I have seen war.
I have seen it from the most clear perspective; through the scope of a rifle.
I remember clearly, the first time I came under fire.
It was May, 2010 in southern Panjway district, Afghanistan.
I was on a bald hill, taking cover just behind the crest. Another section of ours had come under contact and I was part of a quick reaction force to support them as they made their way back to camp.
On that hill, we took fire. The rounds impacted on the ridge and hissed overhead, whining in a twangy climbing pitch as they ricocheted off the dirt to disappeared in the distance.

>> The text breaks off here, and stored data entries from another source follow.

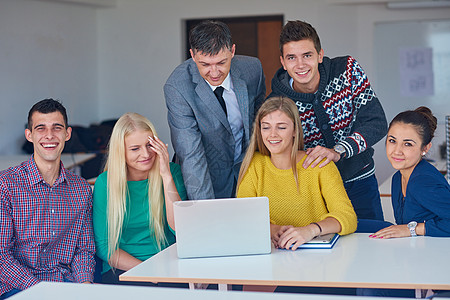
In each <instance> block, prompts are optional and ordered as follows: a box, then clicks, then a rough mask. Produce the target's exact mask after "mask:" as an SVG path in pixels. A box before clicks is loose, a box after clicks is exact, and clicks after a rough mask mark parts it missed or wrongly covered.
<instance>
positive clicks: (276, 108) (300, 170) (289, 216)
mask: <svg viewBox="0 0 450 300" xmlns="http://www.w3.org/2000/svg"><path fill="white" fill-rule="evenodd" d="M306 157H307V155H306V153H305V151H304V150H303V133H302V127H301V123H300V118H299V114H298V110H297V107H296V105H295V104H294V102H293V101H292V100H290V99H289V98H285V97H273V98H269V99H267V100H266V101H265V102H264V104H263V105H262V106H261V108H260V109H259V111H258V114H257V116H256V120H255V125H254V129H253V134H252V137H251V141H250V145H249V147H248V150H247V153H246V155H245V157H244V161H243V162H242V166H241V170H240V173H239V180H238V192H237V196H238V197H254V196H267V197H268V198H269V207H270V222H271V224H270V230H271V236H272V242H273V244H274V245H275V247H278V248H285V249H289V248H290V247H291V246H292V250H295V249H297V248H298V247H299V246H300V245H302V244H303V243H306V242H308V241H310V240H312V239H313V238H314V237H316V236H318V235H323V234H327V233H339V234H341V235H342V234H349V233H352V232H354V231H355V229H356V225H357V221H356V214H355V211H354V210H353V206H352V204H351V202H350V200H349V198H348V196H347V193H346V192H345V189H344V184H343V182H342V179H341V176H340V175H339V171H338V169H337V168H336V166H335V164H334V163H329V164H327V165H325V166H323V167H321V168H310V167H309V168H307V169H304V168H303V167H302V163H303V161H304V160H305V158H306Z"/></svg>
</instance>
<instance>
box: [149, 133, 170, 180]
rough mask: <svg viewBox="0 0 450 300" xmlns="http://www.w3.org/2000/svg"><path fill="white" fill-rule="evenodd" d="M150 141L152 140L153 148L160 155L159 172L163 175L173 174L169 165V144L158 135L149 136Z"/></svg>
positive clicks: (151, 142)
mask: <svg viewBox="0 0 450 300" xmlns="http://www.w3.org/2000/svg"><path fill="white" fill-rule="evenodd" d="M148 141H149V142H150V145H151V149H152V150H153V151H155V152H156V154H157V155H158V158H159V173H160V174H161V176H164V175H168V174H171V173H170V167H169V162H170V159H169V151H168V150H167V148H168V146H169V145H167V144H164V143H163V142H162V141H161V140H160V139H158V137H157V136H156V135H155V136H153V137H151V136H149V137H148Z"/></svg>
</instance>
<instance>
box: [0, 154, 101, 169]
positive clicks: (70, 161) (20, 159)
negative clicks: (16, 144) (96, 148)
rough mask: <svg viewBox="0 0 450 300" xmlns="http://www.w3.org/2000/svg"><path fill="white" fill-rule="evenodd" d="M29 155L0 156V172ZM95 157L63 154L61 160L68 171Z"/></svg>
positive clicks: (15, 163) (10, 166)
mask: <svg viewBox="0 0 450 300" xmlns="http://www.w3.org/2000/svg"><path fill="white" fill-rule="evenodd" d="M30 156H31V154H16V155H0V171H1V170H6V169H8V168H9V167H14V166H18V165H20V164H21V163H22V162H24V161H26V160H28V159H29V158H30ZM94 157H95V154H94V153H63V154H62V155H61V160H62V162H63V164H64V167H65V168H67V169H70V168H72V167H74V166H77V165H80V164H82V163H84V162H86V161H88V160H90V159H92V158H94Z"/></svg>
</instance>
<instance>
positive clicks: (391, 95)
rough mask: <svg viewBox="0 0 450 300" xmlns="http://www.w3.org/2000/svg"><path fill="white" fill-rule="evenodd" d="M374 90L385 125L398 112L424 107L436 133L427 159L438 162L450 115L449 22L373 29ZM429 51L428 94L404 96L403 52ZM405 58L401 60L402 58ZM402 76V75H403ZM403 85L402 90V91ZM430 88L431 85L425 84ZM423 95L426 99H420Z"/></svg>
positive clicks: (387, 27)
mask: <svg viewBox="0 0 450 300" xmlns="http://www.w3.org/2000/svg"><path fill="white" fill-rule="evenodd" d="M374 42H375V45H374V50H375V55H374V57H375V72H376V73H375V74H376V76H377V78H376V82H377V84H376V90H375V92H376V93H377V95H378V98H379V99H380V101H381V103H382V105H383V108H384V110H385V112H386V117H387V119H388V122H390V121H391V120H392V118H393V117H395V116H396V115H397V114H398V113H399V112H401V111H404V110H409V109H415V108H417V107H419V106H427V107H429V108H430V109H431V110H432V111H433V114H434V115H435V116H436V118H437V119H438V129H437V131H436V134H435V138H434V140H433V147H432V151H430V158H433V159H437V158H438V156H439V145H441V144H443V143H444V141H445V131H444V128H445V116H446V115H450V20H438V21H407V22H387V23H377V24H376V25H375V39H374ZM415 49H424V52H426V51H425V50H426V49H431V68H430V69H431V72H430V74H431V75H428V74H429V73H428V72H423V74H424V76H425V75H426V78H427V79H429V76H432V77H433V78H432V80H431V82H432V83H431V84H432V86H431V90H432V92H431V94H430V91H429V90H427V92H426V93H420V92H418V93H417V94H414V93H413V92H411V91H409V93H406V94H409V95H405V88H404V84H405V82H404V81H402V79H404V78H405V71H407V72H406V73H408V72H410V70H405V69H404V68H402V67H401V66H402V60H401V59H402V55H404V53H405V51H409V50H413V51H414V50H415ZM403 58H404V56H403ZM402 72H403V74H402ZM402 84H403V89H402ZM428 84H430V81H428ZM423 94H426V95H423Z"/></svg>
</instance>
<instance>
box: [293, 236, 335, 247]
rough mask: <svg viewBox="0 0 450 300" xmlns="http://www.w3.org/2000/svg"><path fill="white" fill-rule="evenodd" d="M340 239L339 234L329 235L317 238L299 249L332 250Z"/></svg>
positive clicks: (311, 240)
mask: <svg viewBox="0 0 450 300" xmlns="http://www.w3.org/2000/svg"><path fill="white" fill-rule="evenodd" d="M338 239H339V234H337V233H329V234H324V235H321V236H317V237H315V238H313V239H312V240H310V241H309V242H307V243H304V244H303V245H300V247H298V248H297V249H331V248H333V246H334V245H335V244H336V242H337V240H338Z"/></svg>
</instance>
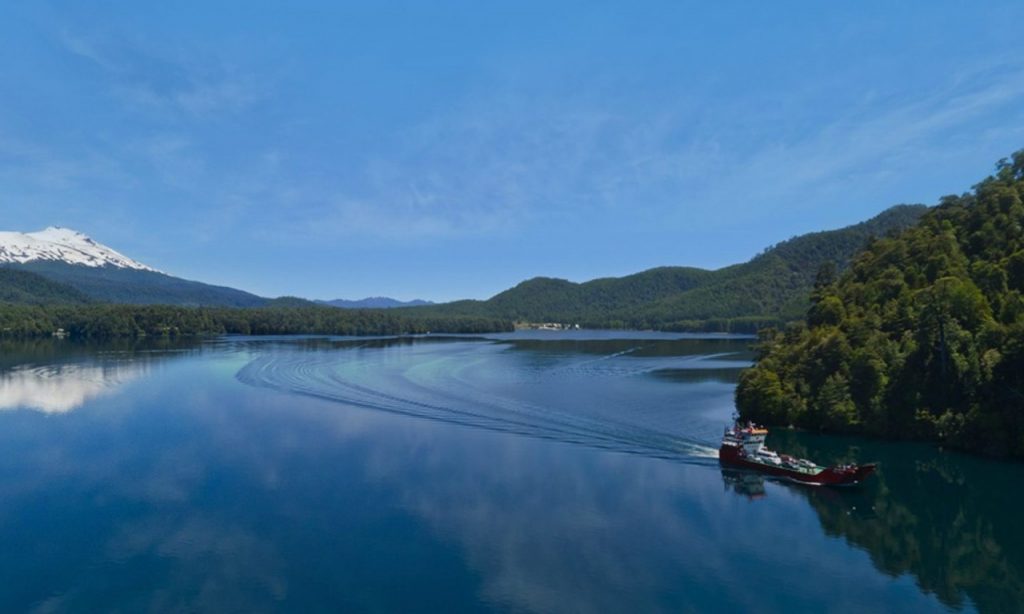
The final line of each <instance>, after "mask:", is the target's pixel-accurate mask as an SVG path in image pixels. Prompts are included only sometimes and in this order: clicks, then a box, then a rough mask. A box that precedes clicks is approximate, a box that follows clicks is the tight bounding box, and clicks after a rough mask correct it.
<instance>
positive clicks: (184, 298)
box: [0, 205, 928, 330]
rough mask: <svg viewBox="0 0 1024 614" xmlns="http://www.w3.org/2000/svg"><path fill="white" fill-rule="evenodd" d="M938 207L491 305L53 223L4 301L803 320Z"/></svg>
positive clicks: (467, 312)
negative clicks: (810, 301)
mask: <svg viewBox="0 0 1024 614" xmlns="http://www.w3.org/2000/svg"><path fill="white" fill-rule="evenodd" d="M927 209H928V208H926V207H924V206H908V205H904V206H898V207H893V208H891V209H889V210H887V211H885V212H883V213H882V214H880V215H878V216H876V217H873V218H871V219H870V220H867V221H866V222H861V223H859V224H855V225H852V226H848V227H846V228H841V229H839V230H828V231H823V232H812V233H810V234H804V235H801V236H797V237H794V238H791V239H790V240H786V242H783V243H780V244H778V245H776V246H773V247H771V248H769V249H767V250H765V251H764V252H762V253H761V254H760V255H759V256H757V257H755V258H753V259H752V260H750V261H749V262H744V263H741V264H736V265H732V266H728V267H724V268H721V269H717V270H707V269H701V268H694V267H659V268H654V269H650V270H647V271H643V272H640V273H635V274H633V275H628V276H625V277H605V278H600V279H593V280H591V281H586V282H583V283H575V282H572V281H568V280H565V279H556V278H551V277H535V278H532V279H528V280H526V281H523V282H522V283H519V284H518V286H516V287H515V288H512V289H510V290H507V291H505V292H503V293H501V294H498V295H496V296H495V297H493V298H490V299H488V300H486V301H473V300H468V301H456V302H454V303H444V304H433V303H429V302H427V301H408V302H402V301H397V300H394V299H389V298H384V297H373V298H367V299H361V300H358V301H348V300H342V299H337V300H333V301H315V302H314V301H309V300H306V299H301V298H297V297H281V298H278V299H267V298H263V297H259V296H256V295H254V294H250V293H247V292H244V291H241V290H236V289H232V288H226V287H221V286H211V284H208V283H203V282H200V281H191V280H188V279H181V278H179V277H174V276H171V275H168V274H166V273H163V272H161V271H158V270H157V269H155V268H153V267H151V266H147V265H145V264H142V263H140V262H137V261H135V260H132V259H131V258H128V257H127V256H124V255H122V254H120V253H118V252H117V251H115V250H113V249H111V248H108V247H105V246H102V245H100V244H98V243H96V242H94V240H93V239H91V238H89V237H88V236H86V235H85V234H82V233H81V232H76V231H74V230H70V229H66V228H58V227H50V228H47V229H45V230H42V231H39V232H31V233H20V232H0V302H6V303H23V304H76V303H88V302H92V303H126V304H164V305H178V306H221V307H313V306H317V305H329V306H333V307H340V308H346V309H391V308H394V309H399V310H401V311H406V312H408V313H409V314H414V313H415V314H417V315H420V316H426V317H432V316H436V317H452V316H470V317H483V318H495V319H502V320H506V321H507V320H512V321H527V322H568V323H580V324H582V325H585V326H597V327H639V328H669V330H671V328H690V327H696V326H697V325H698V324H699V323H700V322H708V321H713V320H720V319H727V320H732V319H736V318H749V319H752V320H756V319H758V318H762V319H764V318H778V319H795V318H799V317H802V316H803V315H804V313H805V312H806V309H807V301H808V294H809V291H810V289H811V287H812V284H813V281H814V276H815V274H816V273H817V271H818V269H819V268H820V267H821V266H822V265H823V264H825V263H834V264H835V265H836V267H837V268H838V269H839V270H842V269H844V268H845V267H847V266H848V265H849V263H850V260H851V259H852V258H853V257H854V255H855V254H856V253H857V252H858V251H860V250H861V249H862V248H863V247H864V246H865V244H866V243H867V240H868V239H869V238H870V237H871V236H884V235H887V234H890V233H893V232H898V231H900V230H902V229H904V228H907V227H908V226H911V225H913V224H914V223H915V222H916V221H918V219H919V218H920V217H921V216H922V214H924V213H925V211H927Z"/></svg>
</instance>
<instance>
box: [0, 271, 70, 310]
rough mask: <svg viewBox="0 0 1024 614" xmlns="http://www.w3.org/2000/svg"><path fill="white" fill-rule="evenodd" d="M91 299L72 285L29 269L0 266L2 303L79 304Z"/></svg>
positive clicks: (1, 298) (0, 298)
mask: <svg viewBox="0 0 1024 614" xmlns="http://www.w3.org/2000/svg"><path fill="white" fill-rule="evenodd" d="M88 302H89V299H88V298H87V297H86V296H85V295H84V294H82V293H81V292H79V291H77V290H75V289H74V288H72V287H71V286H68V284H66V283H60V282H58V281H52V280H50V279H47V278H46V277H43V276H42V275H38V274H36V273H32V272H29V271H23V270H16V269H12V268H7V267H2V266H0V303H18V304H23V305H54V304H56V305H68V304H71V305H78V304H84V303H88Z"/></svg>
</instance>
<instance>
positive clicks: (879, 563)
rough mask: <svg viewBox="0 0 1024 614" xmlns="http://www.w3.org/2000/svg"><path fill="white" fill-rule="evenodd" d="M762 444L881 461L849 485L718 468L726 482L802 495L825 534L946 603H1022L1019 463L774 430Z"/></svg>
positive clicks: (815, 453)
mask: <svg viewBox="0 0 1024 614" xmlns="http://www.w3.org/2000/svg"><path fill="white" fill-rule="evenodd" d="M771 438H772V441H771V442H770V445H771V447H772V448H773V449H781V450H785V451H787V452H790V453H796V454H798V455H801V456H809V457H813V458H818V459H821V461H822V462H825V463H828V464H833V463H841V462H850V461H852V459H856V458H860V459H862V461H864V459H870V461H878V462H880V470H879V472H878V474H877V475H876V476H874V477H872V478H871V479H869V480H867V481H866V482H864V483H863V484H860V485H858V486H855V487H851V488H843V489H836V488H813V487H808V486H804V485H797V484H791V483H786V482H779V481H774V480H770V481H769V482H768V484H767V486H768V487H766V484H765V481H764V478H762V477H761V476H758V475H756V474H746V475H743V476H741V475H738V474H740V473H742V472H738V473H737V472H732V471H731V470H723V472H722V473H723V476H722V477H723V483H724V484H725V486H726V489H727V490H731V491H733V492H736V493H738V494H742V495H743V496H746V497H748V498H759V497H762V496H765V495H766V494H768V495H770V494H771V491H772V489H771V488H770V486H771V485H774V486H775V489H776V490H778V489H781V490H786V491H788V492H792V493H797V494H799V496H801V497H803V498H805V499H806V500H807V501H808V502H809V503H810V506H811V508H812V509H813V510H814V512H815V513H816V514H817V516H818V519H819V521H820V523H821V528H822V529H823V530H824V532H825V533H826V534H828V535H835V536H838V537H843V538H844V539H845V540H847V541H848V542H849V543H851V544H852V545H855V546H856V547H860V549H863V550H864V551H865V552H867V553H868V554H869V555H870V557H871V561H872V563H873V564H874V566H876V567H877V568H878V569H879V570H880V571H883V572H885V573H886V574H888V575H890V576H892V577H900V576H903V575H904V574H912V576H913V577H914V578H915V581H916V582H918V584H919V585H920V586H921V587H922V589H923V590H925V591H926V593H928V594H933V595H935V596H936V597H938V599H939V600H940V601H941V602H942V603H943V604H946V605H947V606H949V607H952V608H957V609H958V608H964V607H966V606H968V605H971V606H974V607H977V608H978V609H979V610H980V611H983V612H1012V611H1018V610H1019V608H1020V607H1021V604H1024V546H1022V544H1024V528H1022V527H1021V523H1020V520H1019V511H1020V510H1021V509H1022V506H1024V495H1022V493H1021V491H1020V489H1018V488H1016V486H1015V485H1016V484H1019V483H1020V480H1021V479H1022V478H1024V466H1021V465H1020V464H1016V463H1000V462H993V461H988V459H985V458H979V457H973V456H968V455H964V454H959V453H955V452H945V451H942V450H939V449H936V448H935V447H933V446H930V445H926V444H916V443H908V442H902V443H898V444H892V443H885V442H879V441H870V440H861V439H855V438H839V437H825V436H811V435H808V434H804V433H799V432H786V431H779V432H773V433H772V435H771Z"/></svg>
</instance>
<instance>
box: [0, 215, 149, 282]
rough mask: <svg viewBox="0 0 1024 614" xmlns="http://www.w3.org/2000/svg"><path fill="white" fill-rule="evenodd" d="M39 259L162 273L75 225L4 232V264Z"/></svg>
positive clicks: (74, 263)
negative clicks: (113, 249) (73, 226)
mask: <svg viewBox="0 0 1024 614" xmlns="http://www.w3.org/2000/svg"><path fill="white" fill-rule="evenodd" d="M37 260H48V261H54V262H65V263H68V264H81V265H84V266H93V267H99V266H115V267H118V268H130V269H137V270H142V271H156V272H159V271H157V269H155V268H153V267H150V266H146V265H144V264H142V263H141V262H136V261H134V260H132V259H131V258H128V257H127V256H125V255H123V254H120V253H118V252H116V251H114V250H112V249H111V248H108V247H106V246H103V245H100V244H97V243H96V242H94V240H92V239H91V238H89V237H88V236H86V235H85V234H83V233H81V232H78V231H77V230H72V229H71V228H61V227H60V226H49V227H47V228H46V229H44V230H39V231H38V232H8V231H0V263H16V264H23V263H26V262H34V261H37Z"/></svg>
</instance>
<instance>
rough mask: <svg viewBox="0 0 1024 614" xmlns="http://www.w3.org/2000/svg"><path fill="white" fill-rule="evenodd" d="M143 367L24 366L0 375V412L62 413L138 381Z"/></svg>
mask: <svg viewBox="0 0 1024 614" xmlns="http://www.w3.org/2000/svg"><path fill="white" fill-rule="evenodd" d="M146 370H147V364H146V363H138V362H126V363H122V364H114V365H104V366H83V365H78V364H66V365H56V366H54V365H46V366H25V367H16V368H13V369H10V370H7V371H4V372H0V410H3V409H20V408H27V409H36V410H39V411H43V412H46V413H63V412H66V411H71V410H72V409H75V408H76V407H79V406H81V405H82V404H83V403H85V402H86V401H87V400H89V399H91V398H93V397H97V396H99V395H102V394H105V393H110V392H111V391H113V390H115V389H117V388H118V387H119V386H122V385H124V384H125V383H127V382H130V381H131V380H134V379H136V378H139V377H140V376H142V375H144V374H145V371H146Z"/></svg>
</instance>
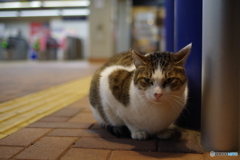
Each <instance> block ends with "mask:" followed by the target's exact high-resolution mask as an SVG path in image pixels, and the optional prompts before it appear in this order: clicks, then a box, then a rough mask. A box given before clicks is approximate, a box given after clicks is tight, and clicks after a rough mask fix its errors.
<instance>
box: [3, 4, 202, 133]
mask: <svg viewBox="0 0 240 160" xmlns="http://www.w3.org/2000/svg"><path fill="white" fill-rule="evenodd" d="M189 43H193V49H192V52H191V55H190V57H189V58H188V62H187V64H186V68H187V75H188V78H189V90H190V91H189V92H190V96H189V97H190V98H189V101H188V105H187V108H186V110H184V111H183V114H181V116H180V118H179V120H178V122H179V124H181V125H182V126H185V127H188V128H193V129H196V130H199V129H200V117H201V114H200V113H201V111H200V110H201V56H202V0H197V1H192V0H183V1H182V0H181V1H179V0H18V1H16V0H0V44H1V46H0V65H1V64H2V65H6V63H7V64H10V65H12V64H13V63H8V62H14V63H15V62H19V61H20V62H21V63H24V64H28V63H25V62H29V61H35V62H39V61H41V63H38V64H39V65H40V66H41V67H42V66H45V65H49V63H48V62H51V64H53V63H54V64H55V62H60V63H61V62H63V63H65V64H66V63H68V62H71V63H72V61H75V62H76V63H77V64H79V65H80V63H79V62H80V61H81V62H85V63H87V64H88V66H87V67H88V69H89V68H91V66H92V63H88V62H105V61H106V60H107V59H109V58H110V57H112V56H113V55H114V54H117V53H119V52H123V51H129V50H130V48H131V49H134V50H136V51H138V52H140V53H141V52H154V51H157V50H158V51H170V52H177V51H179V50H180V49H181V48H183V47H184V46H186V45H188V44H189ZM42 62H47V63H48V64H46V63H42ZM32 67H33V66H32V65H31V66H28V67H26V68H32ZM63 68H65V69H66V68H67V67H66V66H65V67H63ZM63 68H61V71H62V70H63ZM71 71H73V69H71ZM20 72H21V73H19V74H23V73H25V72H26V69H25V70H23V71H20ZM78 72H79V73H80V72H81V71H80V69H78V70H76V73H75V74H74V75H78ZM56 73H57V72H56ZM68 73H70V71H68ZM6 75H7V77H9V71H6ZM51 75H54V74H52V73H51ZM63 75H64V74H63ZM3 76H4V75H2V76H1V77H3ZM55 77H58V76H55ZM63 77H70V76H69V75H67V74H65V76H63ZM23 78H24V76H23ZM42 78H43V79H45V78H46V76H45V77H44V76H42ZM0 80H1V79H0ZM8 81H9V80H6V82H8ZM25 81H26V80H24V82H25ZM45 81H46V82H48V81H49V80H47V79H46V80H45ZM34 82H36V81H34ZM4 92H5V91H4Z"/></svg>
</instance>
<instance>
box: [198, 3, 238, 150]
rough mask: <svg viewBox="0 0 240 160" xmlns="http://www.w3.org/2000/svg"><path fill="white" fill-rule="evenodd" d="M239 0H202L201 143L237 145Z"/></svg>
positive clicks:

I was as close to the ground as I could possibly get and I remember the first thoughts that crossed through my mind:
"Well Edgar, this is what you wanted. You came here, to this desert, to fight a war. You asked for it and here it is. This is war."
Quickly followed by:
"What did I get myself into?"
It took only that to drain every ounce of piss and vinegar from any young soldier. One time was one too many, but that was far from the last; I had just gotten there after all.
By November, I had been through countless firefights, seven close proximity explosions, and I had seen three good men lose their lives and six others lose their limbs or otherwise return to Kandahar Airfield with broken bodies.
Today, those images are with me constantly, there isn't a moment I don't think about what I lived through in Afghanistan. It haunts me, and will until the day I die.
However, something else haunts me even more.
In November, we held a short remembrance day ceremony. I wasn't able to participate as I was on sentry duty, manning a machine gun. I was close enough to hear the ceremony though, and it was later that night at three in the morning when I was on another sentry shift, that I thought about how insignificant my experience truly was.
For all I have seen: The lives I witnessed extinguished, mangled and violated, on both sides of the conflict. All of it was a drop in the bucket.
I was at war for nine months, two weeks of which I was allowed to return home to visit my family.
Sixty years prior, the brave men and women of this country and many others spent years ... years away from home.
My war has given me a unique perspective on the importance of remembering those who came before.
I have witnessed nothing in comparison to the loss of life, both figuratively and literally, that the men and women of the First and Second World Wars had to bear witness to.
I have done nothing for my country, in comparison to the deeds and sacrifices our forefathers made on the bloody fields of battle that have drawn the lines on the map we know today.
I give reverence, ungilded respect and hold great pride to be the descendant of a people who willfully set themselves upon the most horrendous plains of war to ever be witnessed on this earth.
May their sacrifices never be forgotten.